Martín wasn’t sure. About then, he said.
So the skulls had been in Father’s possession for more than twenty years, secreted away somewh
ere. He had gone out to that arroyo at some point between the gunfight and the time the remains were discovered and decapitated them. Why? A manhunter’s trophies? Had he become so anesthetized that he saw nothing barbaric in this desecration? I assumed he had not taken his artifacts out of their hiding place until after my mother’s death. I assumed further that that was when he did his creative work, extracted the teeth, affixed the horns, the tusks. The holes in the temples of the one had not been the result of bad workmanship; they’d been made by his bullet long, long before.
Ghosts and bones. Well, that’s all Ben Erskine is now, his bones in the ground, his ghost stalking the corridors of my memory. I can only add that there were too many corners in my father’s “hard and isolate” soul that I cannot penetrate and frankly don’t wish to.
Sincerely yours,
Grace Castle
34
WAS SOMETHING OUTSIDE? Samantha’s barking woke Castle at a postmidnight hour. He shook off his grogginess, got his spotlight and revolver from out of the bed-table drawer, and went outside. A full moon, so bright that the trees cast daylight shadows, almost made the spotlight unnecessary. As he swept it back and forth, a pair of eyes glittered in the beam like electrified emeralds; then he made out the squat, shaggy form of a javelina. He stepped off the porch and waved an arm. The animal fled.
“Only a pig,” he said to Sam, returning inside. She padded after him into the bedroom, where he put the spotlight and the pistol away. Unable to get back to sleep, he read Seneca till his eyes grew heavy, then turned off the lamp.

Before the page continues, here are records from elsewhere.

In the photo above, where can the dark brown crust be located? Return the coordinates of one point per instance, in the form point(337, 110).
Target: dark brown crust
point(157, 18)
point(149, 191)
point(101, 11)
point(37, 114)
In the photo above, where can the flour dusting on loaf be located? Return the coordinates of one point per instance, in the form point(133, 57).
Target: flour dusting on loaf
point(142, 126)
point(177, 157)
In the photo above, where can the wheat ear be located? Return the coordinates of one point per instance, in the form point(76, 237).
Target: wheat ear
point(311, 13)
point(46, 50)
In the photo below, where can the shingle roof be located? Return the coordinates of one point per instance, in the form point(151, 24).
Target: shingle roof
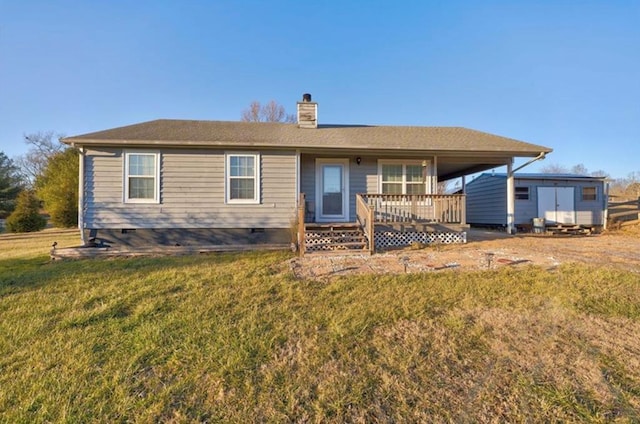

The alarm buzzed at six. He and Blaine were going to truck a few culls to the Wilcox livestock auction today. These cows were, in Blaine’s description, “nondoers,” heifers that had failed to calve. Two weeks had passed since the shooting, the media hoopla was over, and Castle’s life had reclaimed normality, or a decent facsimile of it. There were emotional aftershocks; the things he’d witnessed that day reeled in his mind, a kind of videotape that played and replayed. Blaine, to all appearances, was unaffected. It wasn’t that Castle had grown tenderhearted about a drug smuggler. He simply thought that shooting someone at point-blank range, actually seeing him die, would change a man forever.